See Connection Pool for the full configuration surface.

HTTP integration

Per-request leases are attached to the ServerRequest. Handlers declare a Connection or EntityManagerInterface parameter and the framework borrows on first use and releases on response — no try/finally in handler code.

src/Http/Handler/CreateOrder.php
use Doctrine\ORM\EntityManagerInterface;
use Psr\Http\Message\ResponseInterface;
use Psr\Http\Message\ServerRequestInterface;

final class CreateOrder
{
public function __invoke(
ServerRequestInterface $req,
EntityManagerInterface $em,
): ResponseInterface {
$order = new Order(...);
$em->persist($order);
$em->flush();

return new JsonResponse(['id' => $order->getId()]);
}
}

#[Transactional] wraps the handler in a DBAL transaction or $em->wrapInTransaction(...) for the ORM path. See HTTP Integration.

EntityBehavior DSL

Treats a Doctrine entity as the state of an aggregate actor — no event sourcing required.

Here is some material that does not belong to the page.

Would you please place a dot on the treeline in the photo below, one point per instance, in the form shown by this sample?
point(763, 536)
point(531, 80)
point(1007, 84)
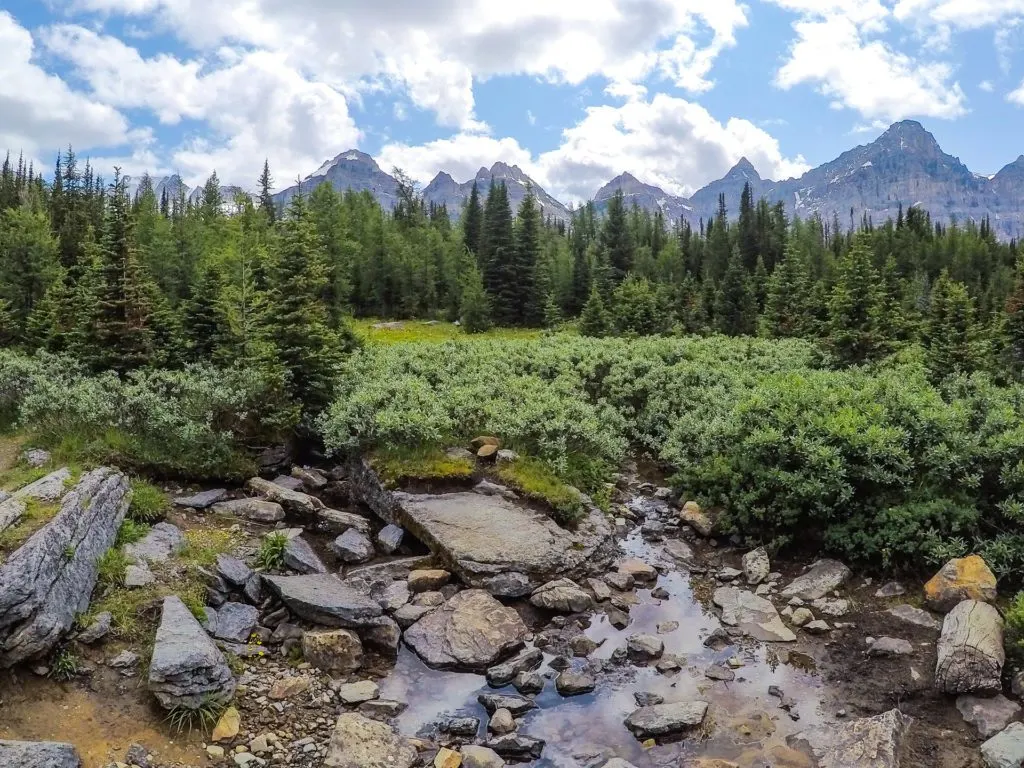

src/Actors/OrderBehavior.php
use Monadial\Nexus\Doctrine\Orm\Behavior\EntityBehavior;
use Monadial\Nexus\Doctrine\Orm\Behavior\EntityEffect;

$behavior = EntityBehavior::create(
entityClass: Order::class,
id: $orderId,
commandHandler: static fn($ctx, object $cmd, Order $order): EntityEffect =>
match (true) {
$cmd instanceof AddLineItem => $order->tryAdd($cmd->sku, $cmd->qty)
? EntityEffect::persist()
: EntityEffect::reply($cmd->replyTo, new LineRejected()),
$cmd instanceof Cancel => EntityEffect::remove(),
default => EntityEffect::same(),
},
)
->withEntityManagerFactory($emFactory)
->withDirectConnection(['driver' => 'pdo_mysql', 'url' => '...'])
->toBehavior();

The actor loads the entity on start (configurable via EntityReplayPolicy), processes commands, and persists when the handler returns EntityEffect::persist(). Each actor owns a dedicated EM for its lifetime. EntityRefFactory enforces single-writer per (entityClass, id).

See EntityBehavior DSL.

Runtime model

RuntimeBehavior
SwooleRuntime (production)SWOOLE_HOOK_ALL enabled via DoctrineBootstrap::enable(). Stock Doctrine PDO drivers become cooperatively async — every blocking I/O yields the coroutine. No custom drivers.
nexus-worker-pool-swoole threadsEach worker thread owns its own pools. Total connections = threads × pool.max. Connections never cross thread boundaries — PDO resources are not ZTS-shareable.
FiberRuntime (dev/tests)Stock blocking PDO. Pool API is identical; take() blocks the fiber instead of yielding.

Caveats

  • OnDemand replay policy loads the entity from the database on first command, not on actor start. The database row must exist by then — otherwise the actor raises a runtime error on its first command.
  • Dedicated-EM-per-actor cost: each long-lived EntityBehavior actor pins one connection for its whole lifetime. An application with many hot entity actors needs matching connections. Mitigate by passivating idle entities and bounding the active count via a router.
  • Single-writer per (class, id) is enforced at the actor-name level (Order--42). Two EntityRefFactory::of(42) calls on the same factory return the same ref. Two different factories pointing at the same system collide via ActorNameExistsException.